I look in the mirror, and I don't recognize myself. I've never looked like this before, so it's foreign to me - not only the face staring back, but the body attached to it. It's true, I look different, but inside there somewhere is the same person I was a year ago. Honestly, I'm not altogether sure I know who that person was either, but my God does.
He not only knows who I am, he loves who I am. He may not always love what I do-- for instance, he doesn't love that I haven't taken care of my body. In Romans 12:1, I'm told to offer my body as a living sacrifice and that the sacrifice be holy and pleasing, as a spiritual act of worship.

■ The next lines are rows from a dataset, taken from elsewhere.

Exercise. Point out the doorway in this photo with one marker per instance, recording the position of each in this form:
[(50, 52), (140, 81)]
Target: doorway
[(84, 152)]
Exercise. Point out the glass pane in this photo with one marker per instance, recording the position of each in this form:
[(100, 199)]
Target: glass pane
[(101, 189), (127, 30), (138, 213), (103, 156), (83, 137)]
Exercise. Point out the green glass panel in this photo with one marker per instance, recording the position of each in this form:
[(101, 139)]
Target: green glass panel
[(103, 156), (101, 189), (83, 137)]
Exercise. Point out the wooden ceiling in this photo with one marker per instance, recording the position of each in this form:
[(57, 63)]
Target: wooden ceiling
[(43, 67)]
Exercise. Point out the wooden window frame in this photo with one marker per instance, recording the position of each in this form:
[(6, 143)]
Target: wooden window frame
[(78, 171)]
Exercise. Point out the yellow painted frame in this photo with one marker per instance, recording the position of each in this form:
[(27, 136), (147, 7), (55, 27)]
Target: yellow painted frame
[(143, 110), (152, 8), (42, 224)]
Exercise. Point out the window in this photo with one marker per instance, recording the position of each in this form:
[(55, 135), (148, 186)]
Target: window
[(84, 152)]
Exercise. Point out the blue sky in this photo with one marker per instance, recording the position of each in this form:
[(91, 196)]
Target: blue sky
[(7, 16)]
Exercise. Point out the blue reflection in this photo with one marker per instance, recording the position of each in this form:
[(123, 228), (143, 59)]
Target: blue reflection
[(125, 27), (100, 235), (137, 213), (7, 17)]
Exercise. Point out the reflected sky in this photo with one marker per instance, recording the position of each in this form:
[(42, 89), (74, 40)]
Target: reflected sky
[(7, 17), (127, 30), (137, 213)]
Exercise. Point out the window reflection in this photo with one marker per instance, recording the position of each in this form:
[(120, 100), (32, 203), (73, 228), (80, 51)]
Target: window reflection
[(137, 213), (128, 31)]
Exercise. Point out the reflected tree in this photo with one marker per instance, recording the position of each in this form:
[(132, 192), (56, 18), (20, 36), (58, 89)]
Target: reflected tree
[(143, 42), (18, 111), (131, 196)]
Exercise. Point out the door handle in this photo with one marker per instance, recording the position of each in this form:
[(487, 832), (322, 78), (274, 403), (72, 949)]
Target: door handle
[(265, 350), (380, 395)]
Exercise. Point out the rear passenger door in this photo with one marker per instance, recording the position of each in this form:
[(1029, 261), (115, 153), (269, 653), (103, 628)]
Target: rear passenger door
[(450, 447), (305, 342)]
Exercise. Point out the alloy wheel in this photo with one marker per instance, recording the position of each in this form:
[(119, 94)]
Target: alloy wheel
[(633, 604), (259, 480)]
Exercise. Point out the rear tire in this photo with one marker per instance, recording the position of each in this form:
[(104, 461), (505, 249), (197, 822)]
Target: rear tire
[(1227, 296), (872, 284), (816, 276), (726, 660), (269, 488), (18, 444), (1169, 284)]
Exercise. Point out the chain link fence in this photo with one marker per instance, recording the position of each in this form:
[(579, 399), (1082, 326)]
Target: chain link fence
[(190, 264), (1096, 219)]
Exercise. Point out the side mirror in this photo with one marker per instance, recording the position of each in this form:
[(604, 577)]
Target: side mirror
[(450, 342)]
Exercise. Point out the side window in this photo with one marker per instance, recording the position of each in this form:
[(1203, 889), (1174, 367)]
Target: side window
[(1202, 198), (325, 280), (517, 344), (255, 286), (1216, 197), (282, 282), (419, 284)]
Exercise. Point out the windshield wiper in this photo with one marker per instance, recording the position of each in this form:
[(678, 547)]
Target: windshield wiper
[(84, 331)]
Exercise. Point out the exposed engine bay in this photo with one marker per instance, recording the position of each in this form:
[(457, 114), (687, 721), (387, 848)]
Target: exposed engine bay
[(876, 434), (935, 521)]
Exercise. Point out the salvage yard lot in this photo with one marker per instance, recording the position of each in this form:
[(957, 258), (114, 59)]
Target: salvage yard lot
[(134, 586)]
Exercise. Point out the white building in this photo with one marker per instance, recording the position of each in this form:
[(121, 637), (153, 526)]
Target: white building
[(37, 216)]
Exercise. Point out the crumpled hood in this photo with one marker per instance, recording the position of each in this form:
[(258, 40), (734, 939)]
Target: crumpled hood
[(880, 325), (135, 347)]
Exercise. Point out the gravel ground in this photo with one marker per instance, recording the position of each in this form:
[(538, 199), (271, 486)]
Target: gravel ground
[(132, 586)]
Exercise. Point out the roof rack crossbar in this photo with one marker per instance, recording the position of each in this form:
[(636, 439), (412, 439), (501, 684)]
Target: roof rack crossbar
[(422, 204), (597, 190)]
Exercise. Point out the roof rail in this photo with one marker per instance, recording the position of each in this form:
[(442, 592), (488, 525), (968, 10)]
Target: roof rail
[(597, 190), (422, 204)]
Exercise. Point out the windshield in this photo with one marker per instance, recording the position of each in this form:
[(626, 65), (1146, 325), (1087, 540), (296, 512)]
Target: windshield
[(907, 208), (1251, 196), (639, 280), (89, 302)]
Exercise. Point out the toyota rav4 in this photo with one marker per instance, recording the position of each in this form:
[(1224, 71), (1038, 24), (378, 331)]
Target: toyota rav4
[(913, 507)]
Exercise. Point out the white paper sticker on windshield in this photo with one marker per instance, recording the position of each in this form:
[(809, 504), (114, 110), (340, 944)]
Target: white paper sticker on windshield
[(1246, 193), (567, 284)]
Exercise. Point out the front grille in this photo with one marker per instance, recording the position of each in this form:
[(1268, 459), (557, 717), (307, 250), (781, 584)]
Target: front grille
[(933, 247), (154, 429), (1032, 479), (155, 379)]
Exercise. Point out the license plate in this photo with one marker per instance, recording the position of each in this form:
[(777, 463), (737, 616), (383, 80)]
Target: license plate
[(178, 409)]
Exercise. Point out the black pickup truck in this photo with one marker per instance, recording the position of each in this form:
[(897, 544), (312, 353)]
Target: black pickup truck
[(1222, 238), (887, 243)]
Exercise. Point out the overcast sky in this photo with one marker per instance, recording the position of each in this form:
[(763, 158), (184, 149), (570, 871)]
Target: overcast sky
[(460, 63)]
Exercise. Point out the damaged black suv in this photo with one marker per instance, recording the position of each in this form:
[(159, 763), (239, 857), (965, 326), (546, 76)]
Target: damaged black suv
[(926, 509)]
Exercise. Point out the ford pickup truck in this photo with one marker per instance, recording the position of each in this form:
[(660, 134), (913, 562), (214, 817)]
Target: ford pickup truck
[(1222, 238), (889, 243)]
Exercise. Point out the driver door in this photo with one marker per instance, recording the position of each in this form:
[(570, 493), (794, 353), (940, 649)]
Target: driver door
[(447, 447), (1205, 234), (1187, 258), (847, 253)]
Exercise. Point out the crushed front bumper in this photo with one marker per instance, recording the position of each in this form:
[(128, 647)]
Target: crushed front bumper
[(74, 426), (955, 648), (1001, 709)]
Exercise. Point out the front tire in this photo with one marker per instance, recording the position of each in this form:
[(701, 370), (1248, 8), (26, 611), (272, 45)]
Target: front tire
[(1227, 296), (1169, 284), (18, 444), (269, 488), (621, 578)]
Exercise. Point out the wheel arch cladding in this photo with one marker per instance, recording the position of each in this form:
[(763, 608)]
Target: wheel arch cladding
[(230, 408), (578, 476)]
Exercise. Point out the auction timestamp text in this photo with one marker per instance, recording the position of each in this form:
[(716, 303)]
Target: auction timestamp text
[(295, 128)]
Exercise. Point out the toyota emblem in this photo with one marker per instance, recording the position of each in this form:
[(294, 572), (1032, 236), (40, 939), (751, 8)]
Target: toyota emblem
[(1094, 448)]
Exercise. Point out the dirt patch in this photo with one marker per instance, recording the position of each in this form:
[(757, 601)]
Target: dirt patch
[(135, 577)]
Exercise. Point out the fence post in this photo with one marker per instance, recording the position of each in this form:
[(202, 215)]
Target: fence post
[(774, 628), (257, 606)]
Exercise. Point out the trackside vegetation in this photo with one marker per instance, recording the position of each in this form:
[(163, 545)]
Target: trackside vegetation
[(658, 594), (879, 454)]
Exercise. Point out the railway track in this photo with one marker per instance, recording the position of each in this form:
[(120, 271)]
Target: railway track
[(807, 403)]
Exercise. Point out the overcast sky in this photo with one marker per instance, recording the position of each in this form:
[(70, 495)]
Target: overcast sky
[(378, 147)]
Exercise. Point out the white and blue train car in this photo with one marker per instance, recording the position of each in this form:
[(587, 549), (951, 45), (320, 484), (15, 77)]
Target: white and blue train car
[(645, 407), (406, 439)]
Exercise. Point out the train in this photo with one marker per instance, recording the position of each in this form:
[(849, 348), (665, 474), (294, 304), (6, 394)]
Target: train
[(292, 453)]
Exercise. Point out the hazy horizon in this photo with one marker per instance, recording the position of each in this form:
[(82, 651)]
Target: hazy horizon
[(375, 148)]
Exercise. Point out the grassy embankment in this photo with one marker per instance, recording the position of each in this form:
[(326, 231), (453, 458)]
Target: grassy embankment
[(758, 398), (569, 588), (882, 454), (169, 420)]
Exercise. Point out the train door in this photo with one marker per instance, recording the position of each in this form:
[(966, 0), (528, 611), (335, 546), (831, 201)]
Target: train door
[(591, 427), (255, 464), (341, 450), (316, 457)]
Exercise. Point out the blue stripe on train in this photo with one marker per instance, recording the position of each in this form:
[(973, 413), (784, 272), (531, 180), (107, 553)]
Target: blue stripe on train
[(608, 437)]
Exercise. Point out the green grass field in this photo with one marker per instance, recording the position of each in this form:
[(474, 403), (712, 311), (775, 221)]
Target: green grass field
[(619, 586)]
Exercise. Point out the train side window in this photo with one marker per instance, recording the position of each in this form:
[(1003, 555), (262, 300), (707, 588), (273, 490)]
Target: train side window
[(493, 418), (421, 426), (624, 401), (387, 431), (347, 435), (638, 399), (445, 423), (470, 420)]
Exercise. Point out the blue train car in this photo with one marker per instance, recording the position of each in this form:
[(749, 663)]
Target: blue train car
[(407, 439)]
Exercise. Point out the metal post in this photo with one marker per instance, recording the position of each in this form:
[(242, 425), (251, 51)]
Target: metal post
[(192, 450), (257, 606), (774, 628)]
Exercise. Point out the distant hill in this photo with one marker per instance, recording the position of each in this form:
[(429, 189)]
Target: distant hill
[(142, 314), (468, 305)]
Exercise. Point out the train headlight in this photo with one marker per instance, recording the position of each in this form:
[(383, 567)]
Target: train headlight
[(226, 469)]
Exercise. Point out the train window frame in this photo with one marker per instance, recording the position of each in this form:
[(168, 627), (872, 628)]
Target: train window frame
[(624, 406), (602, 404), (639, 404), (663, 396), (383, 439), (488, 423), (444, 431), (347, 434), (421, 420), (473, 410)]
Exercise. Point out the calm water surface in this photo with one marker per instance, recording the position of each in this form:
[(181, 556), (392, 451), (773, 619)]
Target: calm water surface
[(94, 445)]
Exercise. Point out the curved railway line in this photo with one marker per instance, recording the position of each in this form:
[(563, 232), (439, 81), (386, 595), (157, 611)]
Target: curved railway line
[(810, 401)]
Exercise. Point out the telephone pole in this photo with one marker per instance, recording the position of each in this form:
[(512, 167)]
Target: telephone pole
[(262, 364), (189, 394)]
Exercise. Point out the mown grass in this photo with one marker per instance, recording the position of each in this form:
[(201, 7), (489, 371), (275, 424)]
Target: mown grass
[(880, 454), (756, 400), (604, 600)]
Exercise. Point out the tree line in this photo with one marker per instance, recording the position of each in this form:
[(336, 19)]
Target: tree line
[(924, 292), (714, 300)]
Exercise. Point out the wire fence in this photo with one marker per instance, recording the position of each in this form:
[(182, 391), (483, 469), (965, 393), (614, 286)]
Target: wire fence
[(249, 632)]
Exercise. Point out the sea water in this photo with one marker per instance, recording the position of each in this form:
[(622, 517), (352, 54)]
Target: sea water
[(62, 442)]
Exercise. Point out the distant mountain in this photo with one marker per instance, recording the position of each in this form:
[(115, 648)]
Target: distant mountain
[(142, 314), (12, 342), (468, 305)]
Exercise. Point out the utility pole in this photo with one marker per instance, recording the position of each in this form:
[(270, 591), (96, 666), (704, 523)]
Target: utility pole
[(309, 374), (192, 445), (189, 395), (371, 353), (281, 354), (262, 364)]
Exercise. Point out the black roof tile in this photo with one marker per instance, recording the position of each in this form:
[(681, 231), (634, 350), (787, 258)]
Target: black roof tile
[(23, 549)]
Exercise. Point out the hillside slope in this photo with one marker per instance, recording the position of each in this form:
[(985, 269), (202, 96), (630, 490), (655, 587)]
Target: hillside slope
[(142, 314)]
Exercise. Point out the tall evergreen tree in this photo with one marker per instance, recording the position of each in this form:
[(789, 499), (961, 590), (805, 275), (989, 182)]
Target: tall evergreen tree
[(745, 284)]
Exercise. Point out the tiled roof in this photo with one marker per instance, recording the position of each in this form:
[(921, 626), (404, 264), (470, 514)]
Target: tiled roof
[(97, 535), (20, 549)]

Overfeeding my body and thus subjecting it to myriad malfunctions a body can have due to carrying too much weight around doesn't sound holy and pleasing to me. Neither is it a sacrifice. I've failed in this area.
However, the glory of my life comes straight from the mercy of my God. He says to me - It's okay, remember who you are? You're mine, and I love you.
As I peel back the layers of my life, both literally and physically I am better able to grasp the concept of who I am. I'm able to see more clearly that I'm not what I do; I'm more than that. I'm more than the things I do. I am more than what I eat, wear or own. I am me and I have a purpose with a place not only in the heart of God, but in the lives of everyone I come in contact with. I desperately want to make my time here on this planet mean something. In order to do that, I have to remember who I am.